Perceptron Lab

Please review all requirements before starting to ensure your implementation will support all of them. Your report should be submitted as a single PDF file with appendices as required below:

(40%) Correctly implement the perceptron learning algorithm using the tool kit (or your variation of the toolkit if you do your own). It is not easy to tell if you have implemented the model exactly correct since training sets, parameters, etc., often have a random aspect. However, it is easy to see when your results are inconsistent with reasonable results, and points will be based on how well your results agree with intuition.
(5%) Create 2 ARFF files. Each should have 8 instances using 2 real valued inputs (ranging between -1 and 1) with 4 instances from each of two classes. One dataset should be linearly separable and the other not. Include these two ARFF files as appendices in your report.
(5%) For each set, train on the entire set with the Perceptron Rule. Models typically stop training when no longer making significant progress, most commonly, when you have gone a number of epochs (e.g. 5) with no significant improvement in accuracy. You should not merely look for the first epoch with no improvement, nor should you rely solely on a fixed maximum number of training epochs. Note that the weights/accuracy do not usually change monotonically. Describe your specific stopping criteria.
(5%) Also for each set, try different learning rates and report in tabular format the effect of each learning rate in terms of the final accuracy and how many epochs are completed before stopping. For these cases learning rate should have minimal effect, unlike with the Backpropagation lab.
(10%) Create a graph for each of the two datasets you created above. Plot the points for each dataset with different labels to represent different classes. Using the final weights from training on each dataset (use a LR of 0.1 for this and all subsequent requirements), derive the equation for the learned decision boundary represented by the weights. Show your work. Graph this line on the graph and indicate which label is predicted for each side of the decision boundary. For all graphs always label the axes!
(20%) Use the perceptron rule to learn this version of the voting task. This particular task is an edited version of the standard voting set, where we have replaced all the “don’t know” values with the most common value for the particular attribute. Randomly split the data into 70% training and 30% test set (the toolkit has a commandline option for this). Try it five times with different random 70/30 splits. Create a table which for each split reports the final training and test set accuracy and the # of epochs required. Also report the average of these values for the 5 trials in the table. Update weights after every instance. Shuffle the data order after each epoch. By looking at the weights, explain what the model has learned and how the individual input features affect the result. Which specific features are most critical for the voting task, and which are least critical? Do one graph of the average misclassification rate vs epochs (0th – final epoch). Show on the graph the average misclassification rate for the training set. Note that your larger number epochs will only be averaging those runs that trained for that long. In our helps page is some help for doing graphs. To clarify what specific graphs should look like, find examples for this and future projects here. As a rough sanity check, typical Perceptron accuracies for the voting data set are 90%-98%.
(15%) Do your own experiment with either the perceptron or delta rule. Include in your discussion what you learned from the experiment. Have fun and be creative! For this lab and all the future labs make sure you do something more than just try out the model on different data sets. One option you can do to fulfill this part is the following:

Use the perceptron rule to learn the iris task or some other task with more than two possible output values. Note that the iris data set has 3 output classes, and a perceptron node only has two possible outputs. Two common ways to deal with this are:
1. Create 1 perceptron for each output class. Each perceptron has its own training set which considers its class positive and all other classes to be negative examples. Run all three perceptrons on novel data and set the class to the label of the perceptron which outputs high. If there is a tie, choose the perceptron with the highest net value.
2. Create 1 perceptron for each pair of output classes, where the training set only contains examples from the 2 classes. Run all perceptrons on novel data and set the class to the label with the most wins (votes) from the perceptrons. In case of a tie, use the net values to decide.
You could implement one of these. For either of these approaches you can train up the models independently or simultaneously. For testing you just execute the novel instance on each model and combine the overall results to see which output class wins.

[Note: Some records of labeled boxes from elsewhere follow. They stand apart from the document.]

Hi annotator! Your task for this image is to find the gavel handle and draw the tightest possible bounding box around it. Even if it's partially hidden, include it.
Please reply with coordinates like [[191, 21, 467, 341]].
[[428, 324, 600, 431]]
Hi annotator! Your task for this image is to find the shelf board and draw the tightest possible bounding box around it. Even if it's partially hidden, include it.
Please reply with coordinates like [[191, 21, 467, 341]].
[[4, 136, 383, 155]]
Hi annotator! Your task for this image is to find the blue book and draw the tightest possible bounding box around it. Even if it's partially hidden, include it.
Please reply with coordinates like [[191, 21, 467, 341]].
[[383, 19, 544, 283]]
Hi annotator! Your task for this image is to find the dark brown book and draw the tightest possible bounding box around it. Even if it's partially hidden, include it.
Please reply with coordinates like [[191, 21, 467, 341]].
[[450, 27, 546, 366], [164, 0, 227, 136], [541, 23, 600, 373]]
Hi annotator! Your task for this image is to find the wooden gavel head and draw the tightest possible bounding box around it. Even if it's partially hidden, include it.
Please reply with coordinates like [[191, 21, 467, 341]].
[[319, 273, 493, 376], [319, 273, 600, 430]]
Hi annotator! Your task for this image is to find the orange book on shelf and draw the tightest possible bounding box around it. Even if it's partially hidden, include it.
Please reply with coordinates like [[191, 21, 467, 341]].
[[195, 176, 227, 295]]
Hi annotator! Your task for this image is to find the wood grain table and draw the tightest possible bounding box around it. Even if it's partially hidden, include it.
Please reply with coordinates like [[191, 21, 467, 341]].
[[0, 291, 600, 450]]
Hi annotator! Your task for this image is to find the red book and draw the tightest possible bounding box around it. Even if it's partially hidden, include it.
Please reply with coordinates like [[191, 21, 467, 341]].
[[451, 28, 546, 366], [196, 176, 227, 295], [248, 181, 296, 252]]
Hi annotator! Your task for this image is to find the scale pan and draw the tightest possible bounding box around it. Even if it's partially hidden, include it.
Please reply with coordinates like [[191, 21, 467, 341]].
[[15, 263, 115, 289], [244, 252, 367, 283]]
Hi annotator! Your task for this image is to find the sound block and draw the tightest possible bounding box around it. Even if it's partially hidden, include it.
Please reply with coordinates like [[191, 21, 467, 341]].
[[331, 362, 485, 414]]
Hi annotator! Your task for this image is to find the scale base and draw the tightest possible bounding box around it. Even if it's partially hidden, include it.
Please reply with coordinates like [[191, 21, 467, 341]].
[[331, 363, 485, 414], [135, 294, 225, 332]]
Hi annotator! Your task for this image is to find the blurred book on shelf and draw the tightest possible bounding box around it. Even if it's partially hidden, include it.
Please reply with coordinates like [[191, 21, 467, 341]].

Note: In order to help you debug this and other projects we have included some small examples and other hints with actual learned hypotheses so that you can compare the results of your code and help ensure that your code is working properly. You may also discuss and compare results with classmates.

Deliverables (zipped as a single file):

Written report containing:

One graph for each of the linearly separable and nonlinearly separable datasets. Each graph shows the x,y points in the dataset and the line that is learned by your algorithm (remember the equation for the line comes from w_x * x + w_y * y + w_b * 1 = 0, where w_x and w_y and w_b are your learned weights. From that you can convert to slope-intercept format and draw the line.)
A table of training and test set accuracies on the voting task for each of five different random 70/30 splits, as well as the average training and test set accuracies over these 5 different splits.
A graph of the average misclassification rate vs epochs.
Other discussion and answers to questions as described above.

The actual ARFF files for the two datasets your created.
Your Perceptron implementation file.

Acknowledgments

Thanks to Dr. Tony Martinez for help in designing the projects and requirements for this course.